Nourmohammadi had earlier hinted he would be going on a long, life-changing trip. “Because of some problems I will deactivate my account. Friends, seriously, if I’ve done any of you a bad turn, forgive me because maybe ...” he posted on his Facebook page on Feb. 24.
It was only when he started posting pictures of himself in Malaysia at popular Kuala Lumpur landmarks like the Petronas Towers that some of his friends realized he had left Iran.
“So you’ve gone as well?” wrote one on March 4. “Will you ever return?”
“No,” replied Nourmohammadi.
The revelation that two Iranians had boarded the Malaysian jetliner with stolen passports raised suspicions of hijacking or terrorism. However this was played down by authorities on Tuesday. Ronald Noble, secretary general of Interpol, said at a press conference that Nourmohammadi and 29-year-old Seyed Hamid Reza Delavar were “probably not terrorists.”
The head of the Malaysian police force, Khalid Abu Bakar, also said on Tuesday that after having been in touch with Nourmohammadi’s mother in Frankfurt, he believed the teenager had been trying to reach Europe as an asylum seeker. Because of dire economic circumstances as well as restrictions on social freedoms at home, some Iranian youth opt to make such risky trips. Many of them must use illegal methods, usually involving human-trafficking rings. Nourmohammadi had left Iran with his official passport, but apparently used a stolen Austrian passport when he arrived in Kuala Lumpur.
Until a few weeks ago, Nourmohammadi’s Facebook page seemed much like that of any other 19-year-old. It has posts on cars, girls and video clips of youth poking fun at those in authority. But as he approaches his departure from Iran, his posts turn more cryptic, the youthful cheerfulness dims. Nourmohammadi knew he was taking a big risk: he asked friends to pray for him the night before he left. After he went through Kuala Lumpur International Airport's passport control, he posted: “Thanks to all of those who prayed for me, I’m safe.”
When news broke that he was on Flight 370, the comments started pouring in on his Facebook page.
“If only he would post exactly the same message again,” said Tannaz Nasr yesterday, commenting on his “I’m safe” post.
“I’m waiting for a miracle,” commented Shaqayeq GT today.

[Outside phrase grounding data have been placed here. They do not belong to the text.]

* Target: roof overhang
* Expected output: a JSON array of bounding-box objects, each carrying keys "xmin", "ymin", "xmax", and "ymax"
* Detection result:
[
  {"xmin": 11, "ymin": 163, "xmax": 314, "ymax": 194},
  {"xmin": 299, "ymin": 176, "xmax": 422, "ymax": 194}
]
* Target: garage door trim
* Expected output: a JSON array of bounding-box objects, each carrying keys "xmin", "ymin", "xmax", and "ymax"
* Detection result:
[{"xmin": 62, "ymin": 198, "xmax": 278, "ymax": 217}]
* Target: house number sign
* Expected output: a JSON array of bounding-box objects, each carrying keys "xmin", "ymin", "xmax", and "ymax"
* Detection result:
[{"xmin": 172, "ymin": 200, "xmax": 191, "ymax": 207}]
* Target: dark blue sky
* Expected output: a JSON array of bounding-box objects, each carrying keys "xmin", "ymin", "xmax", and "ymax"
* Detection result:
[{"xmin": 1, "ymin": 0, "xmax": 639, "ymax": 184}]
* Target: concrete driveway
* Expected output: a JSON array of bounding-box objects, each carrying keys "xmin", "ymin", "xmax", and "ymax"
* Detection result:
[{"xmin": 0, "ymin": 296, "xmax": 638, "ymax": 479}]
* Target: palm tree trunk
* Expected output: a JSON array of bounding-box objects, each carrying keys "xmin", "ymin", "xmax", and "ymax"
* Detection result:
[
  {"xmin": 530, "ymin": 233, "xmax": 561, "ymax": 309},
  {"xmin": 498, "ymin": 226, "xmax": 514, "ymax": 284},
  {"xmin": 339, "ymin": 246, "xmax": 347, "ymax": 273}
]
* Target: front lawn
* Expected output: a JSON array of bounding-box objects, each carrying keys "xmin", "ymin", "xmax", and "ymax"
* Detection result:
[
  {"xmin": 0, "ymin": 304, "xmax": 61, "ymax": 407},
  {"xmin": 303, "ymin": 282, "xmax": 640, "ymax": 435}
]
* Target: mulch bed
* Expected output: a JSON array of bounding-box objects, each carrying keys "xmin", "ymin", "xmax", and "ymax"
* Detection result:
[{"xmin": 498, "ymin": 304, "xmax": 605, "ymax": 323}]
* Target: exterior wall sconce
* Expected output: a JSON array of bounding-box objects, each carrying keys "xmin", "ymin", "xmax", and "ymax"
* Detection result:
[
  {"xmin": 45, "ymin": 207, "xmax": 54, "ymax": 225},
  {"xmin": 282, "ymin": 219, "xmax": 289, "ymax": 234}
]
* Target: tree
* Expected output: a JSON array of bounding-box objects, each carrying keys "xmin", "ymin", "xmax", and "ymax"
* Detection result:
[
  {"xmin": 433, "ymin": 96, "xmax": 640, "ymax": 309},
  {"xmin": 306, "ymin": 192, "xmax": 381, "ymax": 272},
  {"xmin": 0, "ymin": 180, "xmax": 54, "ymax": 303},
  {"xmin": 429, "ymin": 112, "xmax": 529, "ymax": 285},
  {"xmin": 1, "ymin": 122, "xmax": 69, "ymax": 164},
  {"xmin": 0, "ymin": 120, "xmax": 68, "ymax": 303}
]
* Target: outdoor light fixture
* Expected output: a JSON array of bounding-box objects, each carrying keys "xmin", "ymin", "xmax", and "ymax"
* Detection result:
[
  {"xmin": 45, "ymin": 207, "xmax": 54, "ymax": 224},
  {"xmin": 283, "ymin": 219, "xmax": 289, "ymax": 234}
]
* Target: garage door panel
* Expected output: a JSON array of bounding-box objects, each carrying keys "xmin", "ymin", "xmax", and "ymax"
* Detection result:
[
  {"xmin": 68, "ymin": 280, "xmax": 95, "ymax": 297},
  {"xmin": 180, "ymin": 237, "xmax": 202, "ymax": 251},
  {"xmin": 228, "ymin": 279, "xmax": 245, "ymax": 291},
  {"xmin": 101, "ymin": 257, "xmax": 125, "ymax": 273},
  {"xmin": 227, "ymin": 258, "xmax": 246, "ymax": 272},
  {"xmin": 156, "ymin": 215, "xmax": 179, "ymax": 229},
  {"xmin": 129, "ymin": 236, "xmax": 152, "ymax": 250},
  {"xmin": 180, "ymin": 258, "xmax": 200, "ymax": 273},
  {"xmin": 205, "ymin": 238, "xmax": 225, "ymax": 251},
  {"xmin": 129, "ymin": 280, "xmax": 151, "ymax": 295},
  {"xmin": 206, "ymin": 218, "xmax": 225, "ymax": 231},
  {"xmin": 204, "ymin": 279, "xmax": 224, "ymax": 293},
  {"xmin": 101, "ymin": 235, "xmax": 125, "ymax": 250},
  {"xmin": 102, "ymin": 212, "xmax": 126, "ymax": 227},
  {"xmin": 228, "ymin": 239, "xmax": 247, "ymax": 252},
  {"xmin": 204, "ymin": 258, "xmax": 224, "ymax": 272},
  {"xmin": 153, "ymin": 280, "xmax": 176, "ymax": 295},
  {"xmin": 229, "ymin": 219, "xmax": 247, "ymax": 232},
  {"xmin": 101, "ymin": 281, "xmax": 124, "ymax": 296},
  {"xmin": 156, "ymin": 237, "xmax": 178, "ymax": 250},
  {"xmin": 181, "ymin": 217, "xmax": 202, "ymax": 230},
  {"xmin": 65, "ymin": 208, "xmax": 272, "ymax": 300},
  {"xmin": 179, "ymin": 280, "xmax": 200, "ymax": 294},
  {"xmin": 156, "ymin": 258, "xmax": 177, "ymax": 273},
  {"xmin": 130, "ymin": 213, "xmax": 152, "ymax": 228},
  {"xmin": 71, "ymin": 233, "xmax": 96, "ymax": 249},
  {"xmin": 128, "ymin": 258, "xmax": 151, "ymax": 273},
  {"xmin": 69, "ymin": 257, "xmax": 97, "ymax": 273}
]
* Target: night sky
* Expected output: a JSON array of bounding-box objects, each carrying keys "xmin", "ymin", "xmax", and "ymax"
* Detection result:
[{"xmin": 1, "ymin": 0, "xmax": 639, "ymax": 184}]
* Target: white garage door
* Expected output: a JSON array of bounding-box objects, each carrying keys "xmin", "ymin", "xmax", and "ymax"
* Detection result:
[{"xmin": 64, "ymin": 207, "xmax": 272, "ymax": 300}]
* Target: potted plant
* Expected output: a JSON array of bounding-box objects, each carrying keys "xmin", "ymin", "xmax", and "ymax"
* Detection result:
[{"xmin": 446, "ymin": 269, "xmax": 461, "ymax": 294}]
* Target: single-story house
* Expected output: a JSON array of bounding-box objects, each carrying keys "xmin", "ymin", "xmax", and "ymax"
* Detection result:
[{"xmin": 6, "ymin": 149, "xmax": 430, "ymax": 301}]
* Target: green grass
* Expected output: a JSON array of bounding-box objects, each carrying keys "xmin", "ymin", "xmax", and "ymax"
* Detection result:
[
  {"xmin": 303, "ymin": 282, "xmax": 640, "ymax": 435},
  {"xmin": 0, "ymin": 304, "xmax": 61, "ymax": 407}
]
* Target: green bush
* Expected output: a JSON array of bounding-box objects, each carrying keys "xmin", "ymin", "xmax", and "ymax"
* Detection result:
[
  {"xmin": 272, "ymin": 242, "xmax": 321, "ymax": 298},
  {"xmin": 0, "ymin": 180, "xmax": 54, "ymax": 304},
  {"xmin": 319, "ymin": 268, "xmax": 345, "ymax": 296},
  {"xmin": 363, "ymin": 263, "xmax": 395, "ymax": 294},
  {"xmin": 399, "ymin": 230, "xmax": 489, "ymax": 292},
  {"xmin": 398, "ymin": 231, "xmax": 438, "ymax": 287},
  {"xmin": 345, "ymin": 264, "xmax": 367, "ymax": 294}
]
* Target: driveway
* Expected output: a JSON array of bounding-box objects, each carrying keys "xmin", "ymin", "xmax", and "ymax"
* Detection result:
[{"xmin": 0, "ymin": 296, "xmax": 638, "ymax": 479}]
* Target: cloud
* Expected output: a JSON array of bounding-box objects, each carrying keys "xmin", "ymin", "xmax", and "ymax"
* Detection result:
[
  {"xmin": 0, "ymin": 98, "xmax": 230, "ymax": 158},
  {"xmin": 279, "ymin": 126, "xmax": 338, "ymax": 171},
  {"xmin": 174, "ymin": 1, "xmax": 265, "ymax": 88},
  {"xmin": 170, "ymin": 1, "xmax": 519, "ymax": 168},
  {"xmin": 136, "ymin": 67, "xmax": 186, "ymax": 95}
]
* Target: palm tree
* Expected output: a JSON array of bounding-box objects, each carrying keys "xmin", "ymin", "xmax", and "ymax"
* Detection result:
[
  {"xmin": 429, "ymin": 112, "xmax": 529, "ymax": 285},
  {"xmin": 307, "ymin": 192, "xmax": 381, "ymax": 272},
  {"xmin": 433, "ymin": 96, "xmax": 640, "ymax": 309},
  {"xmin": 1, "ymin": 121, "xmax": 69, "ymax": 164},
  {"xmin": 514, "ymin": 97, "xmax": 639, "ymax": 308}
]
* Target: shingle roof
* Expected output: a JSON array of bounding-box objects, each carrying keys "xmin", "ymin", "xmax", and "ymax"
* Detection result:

“I don’t know you, but I wish from the bottom of my heart that you will return to your family,” said Vahid Ajami.
Some of those who commented made clear they saw Nourmohammadi as a victim. “If you are no longer in this world then you are at last free my son ... damn those who forced you to flee your home,” wrote commenter Mojgan Shahnazi on Nourmohammadi’s picture in front of the Petronas Towers.